Contra el sida, no más polarización
Pedro Ernesto Vargas
pevargas@psi.net.pa
El derecho de todo ser humano a tener acceso al cuidado médico y al tratamiento significa además tener acceso inalienable y no discriminante al cuidado preventivo de la enfermedad. Los programas de vacunación, por ejemplo, son la manifestación más pujante del ejercicio de tal derecho.
El 1 de diciembre se celebró el Día Mundial del sida (Síndrome de inmunodeficiencia adquirida). En algo más de 20 años –desde 1981– 25 millones de tumbas se han cavado prematuramente por causa de la infección con el virus de inmunodeficiencia humana (VIH, en español; HIV, en inglés). Casi 3 millones de ellas, en el año de 2003. La mitad, para albergar los restos de una mujer. Hoy mueren 8 mil seres humanos cada día por la enfermedad, o arriba de 300 por hora, casi tres veces más que las también dolorosas, injustas y prevenibles muertes del 11 de septiembre del 2001, entre las opulentas alturas de las torres gemelas de New York. Dos de cada tres infectados por el VIH morirán por causa del sida. Los medicamentos de que disponen hoy los países ricos solo mantienen vivo al enfermo por más tiempo que hace 10 años.
El sida se globalizó antes que las economías del mundo y reclama como imperativo moral una acción internacional para pulverizar la polarización creada por rígidos conceptos morales y religiosos que, mientras se instrumentan, obstaculizan serias y probadas iniciativas de salud pública urgentes y responsables.
La abstinencia, la exclusividad sexual o fidelidad y el uso consistente del condón son probadas avenidas para la prevención del sida. La Iglesia católica es el más eminente promotor de la abstinencia, y en esa línea es el mejor aliado que tiene la prevención. Sin embargo, es importante reconocer y necesario que ella, la Iglesia católica, reconozca sin temores de estar creando huestes insaciables por el sexo y promiscuidad sin horizontes ni fronteras, que la abstinencia solo es camino preventivo para los individuos que no son sexualmente activos. Para aquellas inmensas mayorías de hombres y mujeres que se acercan al acto sexual por variadas razones, son solamente la exclusividad mutua de la pareja sexual y el uso consistente del condón los más eficaces métodos de prevención.
Las mujeres tienen la palabra.

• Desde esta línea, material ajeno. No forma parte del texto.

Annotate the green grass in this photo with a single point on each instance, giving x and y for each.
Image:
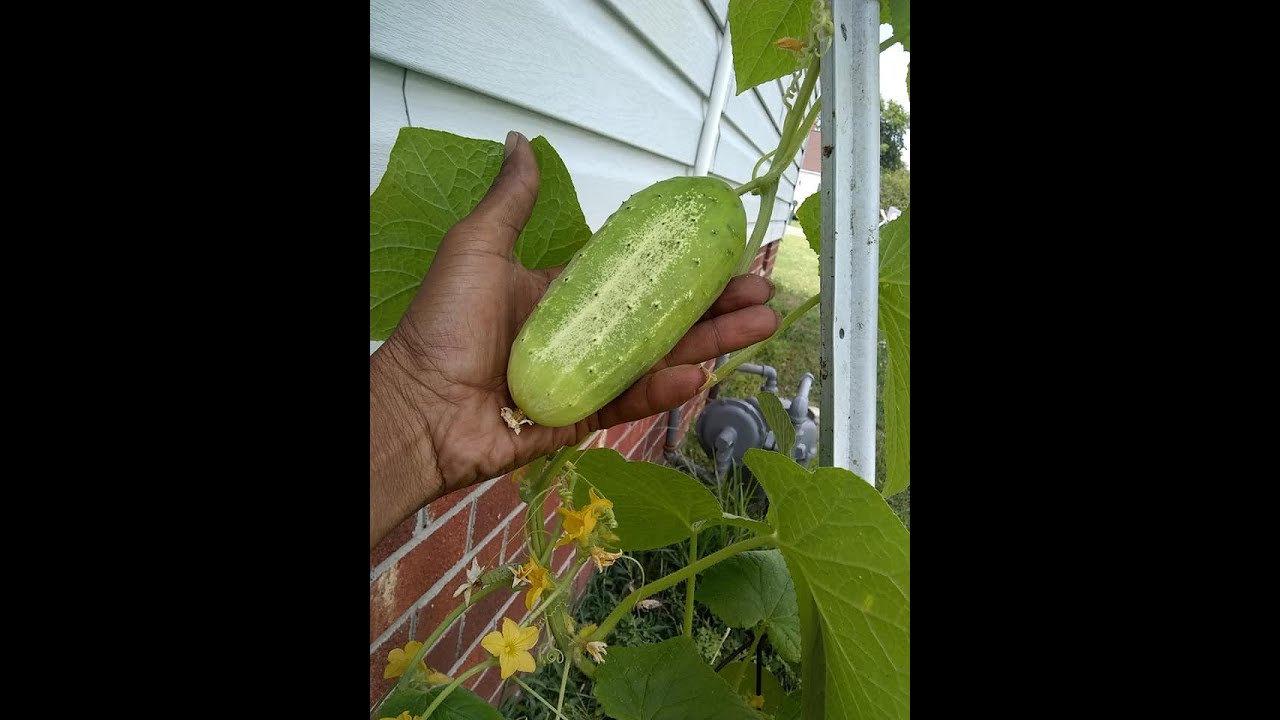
(799, 350)
(795, 274)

Algo más que el 50% de las víctimas mortales y de los enfermos por sida, hoy son mujeres. La pobreza y la violencia se ciernen sobre ellas. Riesgosas transacciones sexuales se traman cada día contra ellas. En el Africa, cuando una niña tiene su primer encuentro sexual lo hace con un varón que ya lleva 10 años en la práctica. La creencia cultural de que la enfermedad venérea, y el sida en particular, la cura una mujer virgen, aumenta el número de niñas que contraen la enfermedad en esa región del mundo. Noventa por ciento de las víctimas del sida son ciudadanos de países pobres y la pobreza seguirá siendo el desgarrante marco de la enfermedad y muerte. Mientras el hombre es la punta de lanza de la epidemia, la mujer y el niño son las víctimas innecesarias.
En Uganda hay 1.7 millón de huérfanos por este flagelo que ya no es producto exclusivo de la inmoralidad ni la preferencia sexual. En el año 2010, 20 millones de los 25 millones de huérfanos de entonces vivirán en el Africa. La esperanza de vida en Bostwana ha bajado de 71 años a 31 años, en Zimbabwe de 70 a 38 años. Otros cuatro países africanos tienen esperanzas de vida por debajo de los 40 años desde que el continente ha sido lamido de muerte por el VIH, y para los próximos años esta cifra estará por debajo de los 30 años. Y así como en otras latitudes, el mundo cultural y artístico ha sido el blanco de la enfermedad; en el Africa como en Latinoamérica y en Asia, la enfermedad se ha ensañado contra los pobres, los menos instruidos y como en los aciagos años de las fáminas postguerras, poblaciones enteras casi han desaparecido y otras van desapareciendo. Destrucción, muerte, inestabilidad, inseguridad y colapso es de lo que está hecho el trillo de la pandemia más catastrófica que estamos viviendo. Entonces, "La gente invisible", como Greg Behrman se refiere hoy a los infectados por el VIH y a los enfermos por el sida, no serán nunca más visibles.
Si no podemos pedirle a toda la sociedad que maneje con igualdad de pericia y conocimiento toda la información científica es porque todos tenemos limitaciones. Lo que no es aceptable es empeñarse en no permitirnos asir otros probados salvavidas para tener acceso a la prevención de la enfermedad o al cuidado de ella. Esto bien puede interpretarse como ningún aprecio por la dignidad humana o una celosa postura tradicional que hace daño irreparable mientras juzga una bondad que se esfuma entre los muertos.